Climate change fell out of the public eye as COVID-19 took over the world. But this year is likely to be the most pivotal yet in the fight against climate change.
From our vantage point today, 2020 looks like the year when an unknown virus spun out of control, killed hundreds of thousands and altered the way we live day to day. In the future, we may look back at 2020 as the year we decided to keep driving off the climate cliff–or to take the last exit. Taking the threat seriously would mean using the opportunity presented by this crisis to spend on solar panels and wind farms, push companies being bailed out to cut emissions and foster greener forms of transport in cities. If we instead choose to fund new coal-fired power plants and oil wells and thoughtlessly fire up factories to urge growth, we will lock in a pathway toward climate catastrophe. There’s a divide about which way to go.
In early April, as COVID-19 spread across the U.S. and doctors urgently warned that New York City might soon run out of ventilators and hospital beds, President Donald Trump gathered CEOs from some of the country’s biggest oil and gas companies for a closed-door meeting in the White House Cabinet Room. The industry faced its biggest disruption in decades, and Trump wanted to help the companies secure their place at the center of the 21st century American economy.
Everything was on the table, from a tariff on imports to the U.S. government itself purchasing excess oil. “We’ll work this out, and we’ll get our energy business back,” Trump told the CEOs. “I’m with you 1,000%.” A few days later, he announced he had brokered a deal with Russian President Vladimir Putin and Saudi Crown Prince Mohammed bin Salman to cut oil production and rescue the industry.
|Art by Jill Pelto for TIME|
Later in April, Ursula von der Leyen, the president of the European Commission, in a video message from across the Atlantic, offered a different approach for the continent’s economic future. A European Green Deal, she said, would be the E.U.’s “motor for the recovery.”
“We can turn the crisis of this pandemic into an opportunity to rebuild our economies differently,” she said. On May 27, she pledged more than $800 billion to the initiative, promising to transform the way Europeans live.
For the past three years, the world outside the U.S. has largely tried to ignore Trump’s retrograde position on climate, hoping 2020 would usher in a new President with a new position, re-enabling the cooperation between nations needed to prevent the worst ravages of climate change. But there’s no more time to wait.

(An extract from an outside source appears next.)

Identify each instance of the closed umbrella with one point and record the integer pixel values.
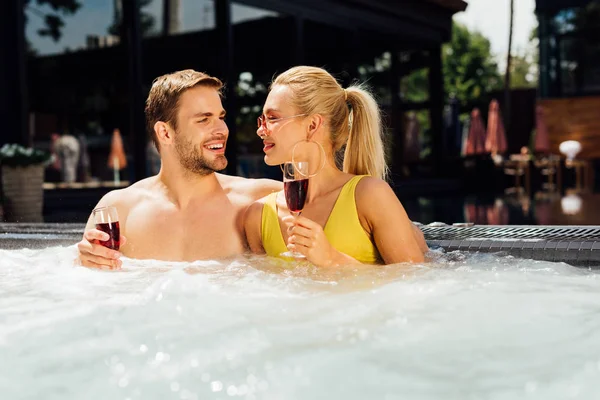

We’re standing at a climate crossroads: the world has already warmed 1.1°C since the Industrial Revolution. If we pass 2°C, we risk hitting one or more major tipping points, where the effects of climate change go from advancing gradually to changing dramatically overnight, reshaping the planet. To ensure that we don’t pass that threshold, we need to cut emissions in half by 2030. Climate change has understandably fallen out of the public eye this year as the coronavirus pandemic rages. Nevertheless, this year, or perhaps this year and next, is likely to be the most pivotal yet in the fight against climate change. “We’ve run out of time to build new things in old ways,” says Rob Jackson, an earth system science professor at Stanford University and the chair of the Global Carbon Project. What we do now will define the fate of the planet–and human life on it–for decades.